Taurine is a nutrient found exclusively in animal-based proteins. It’s critical for normal vision, digestion, and heart muscle function to maintain an active immune system and healthy pregnancy development or fetal development; it also helps with mental processes like alertness.
Omega-3 fatty acids are great for cats who have allergies or suffer from dry skin and hotspots. They help give your cat a shiny coat, less shedding hair on the surface they’re not covered in fur. Another great property of Omega-3 acids is that they fight off heart disease by decreasing inflammation which leads us towards healthier arteries and deeper sleep.
Also Read: Do Indoor Cats Need Their Nails Clipped?
Health Issues Like Kidney Problems, Urinary Tract Infections, and Malnutrition
If you feed your cat dog food, they can develop kidney problems and other health issues like urinary tract infections. Malnutrition is also a risk factor for this diet as it lacks necessary nutrients such as the protein that cats need, especially when their meat sources contain little or no fat.

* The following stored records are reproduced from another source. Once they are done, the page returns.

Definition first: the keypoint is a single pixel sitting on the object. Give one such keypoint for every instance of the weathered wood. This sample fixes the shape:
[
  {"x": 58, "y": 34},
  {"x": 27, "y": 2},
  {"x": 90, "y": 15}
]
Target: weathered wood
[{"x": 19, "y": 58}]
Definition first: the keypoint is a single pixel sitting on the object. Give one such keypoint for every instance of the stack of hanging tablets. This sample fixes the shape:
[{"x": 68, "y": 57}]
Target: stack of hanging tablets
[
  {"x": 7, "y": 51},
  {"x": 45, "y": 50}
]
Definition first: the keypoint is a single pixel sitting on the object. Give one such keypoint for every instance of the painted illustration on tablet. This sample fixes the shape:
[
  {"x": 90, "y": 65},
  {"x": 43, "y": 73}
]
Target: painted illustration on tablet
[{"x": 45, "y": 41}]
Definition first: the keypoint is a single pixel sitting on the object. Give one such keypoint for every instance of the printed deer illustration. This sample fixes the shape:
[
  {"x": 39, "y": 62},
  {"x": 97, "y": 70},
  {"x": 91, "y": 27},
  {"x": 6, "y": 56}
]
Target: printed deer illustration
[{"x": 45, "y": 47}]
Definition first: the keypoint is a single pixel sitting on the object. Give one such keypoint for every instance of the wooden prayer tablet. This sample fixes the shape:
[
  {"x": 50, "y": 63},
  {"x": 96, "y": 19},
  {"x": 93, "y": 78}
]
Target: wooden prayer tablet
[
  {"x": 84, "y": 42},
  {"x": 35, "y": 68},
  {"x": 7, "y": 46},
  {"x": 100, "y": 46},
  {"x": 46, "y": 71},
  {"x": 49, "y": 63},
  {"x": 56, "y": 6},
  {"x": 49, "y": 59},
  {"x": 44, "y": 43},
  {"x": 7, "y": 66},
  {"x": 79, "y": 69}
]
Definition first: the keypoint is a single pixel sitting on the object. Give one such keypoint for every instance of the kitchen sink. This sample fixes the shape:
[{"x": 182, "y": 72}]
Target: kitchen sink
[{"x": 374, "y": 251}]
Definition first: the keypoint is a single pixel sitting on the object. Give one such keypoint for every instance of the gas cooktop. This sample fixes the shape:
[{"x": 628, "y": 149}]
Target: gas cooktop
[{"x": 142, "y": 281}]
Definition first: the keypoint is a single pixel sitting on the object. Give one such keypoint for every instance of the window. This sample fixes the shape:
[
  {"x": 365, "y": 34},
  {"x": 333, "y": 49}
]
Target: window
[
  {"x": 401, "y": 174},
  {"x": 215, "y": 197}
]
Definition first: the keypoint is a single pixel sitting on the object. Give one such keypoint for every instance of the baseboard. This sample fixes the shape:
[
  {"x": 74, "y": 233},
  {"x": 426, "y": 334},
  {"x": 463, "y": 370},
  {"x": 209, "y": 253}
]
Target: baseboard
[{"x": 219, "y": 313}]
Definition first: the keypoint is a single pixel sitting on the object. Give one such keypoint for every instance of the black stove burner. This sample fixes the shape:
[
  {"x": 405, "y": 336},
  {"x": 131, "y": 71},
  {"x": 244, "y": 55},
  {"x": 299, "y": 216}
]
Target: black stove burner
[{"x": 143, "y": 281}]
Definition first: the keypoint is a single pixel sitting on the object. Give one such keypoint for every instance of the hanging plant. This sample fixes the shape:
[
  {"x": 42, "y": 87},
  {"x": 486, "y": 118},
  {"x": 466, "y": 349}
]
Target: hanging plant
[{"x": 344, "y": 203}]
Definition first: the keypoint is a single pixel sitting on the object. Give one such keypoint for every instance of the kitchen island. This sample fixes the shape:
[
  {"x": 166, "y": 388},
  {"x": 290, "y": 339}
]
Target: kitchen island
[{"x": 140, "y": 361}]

Dry food can cause one of the most common kidney problems in cats if pet food doesn’t provide enough hydration value. The biggest offenders are dry foods, which cause a reduction of urine production by up to 30%.
We, as consumers, have been able to avoid this issue for ourselves and our pets alike with canned or packaged wet products.
If your cat eats a steady diet of dog food instead of its traditional cat food, it can become malnourished. This is because cats need vitamin A, taurine, and arachidonic acid, which are not found in most canine food varieties for felines to be healthy. These nutrients make up about half the content otherwise seen within many common domestic breeds’ natural diets (including yours).
A quick taste won’t hurt; if you notice any changes like lackluster attitude or weight increase despite increased exercise efforts, then something should give.
From a scientific standpoint, cats and dogs have a lot in common. They both love to chase things, enjoy napping, and need food to help them stay healthy. However, what you feed your dog may not always be the best option for your cat. Cats are obligate carnivores—meaning that their bodies can only digest meat properly (note: grains or vegetables can be digested under weak conditions).
Therefore, it is essential to buy the right pet food for your cat’s needs, so make sure you do some research before heading to the store! Have any questions about what foods are safe for cats?
Check out an in-depth article on What Can Cats Not Eat?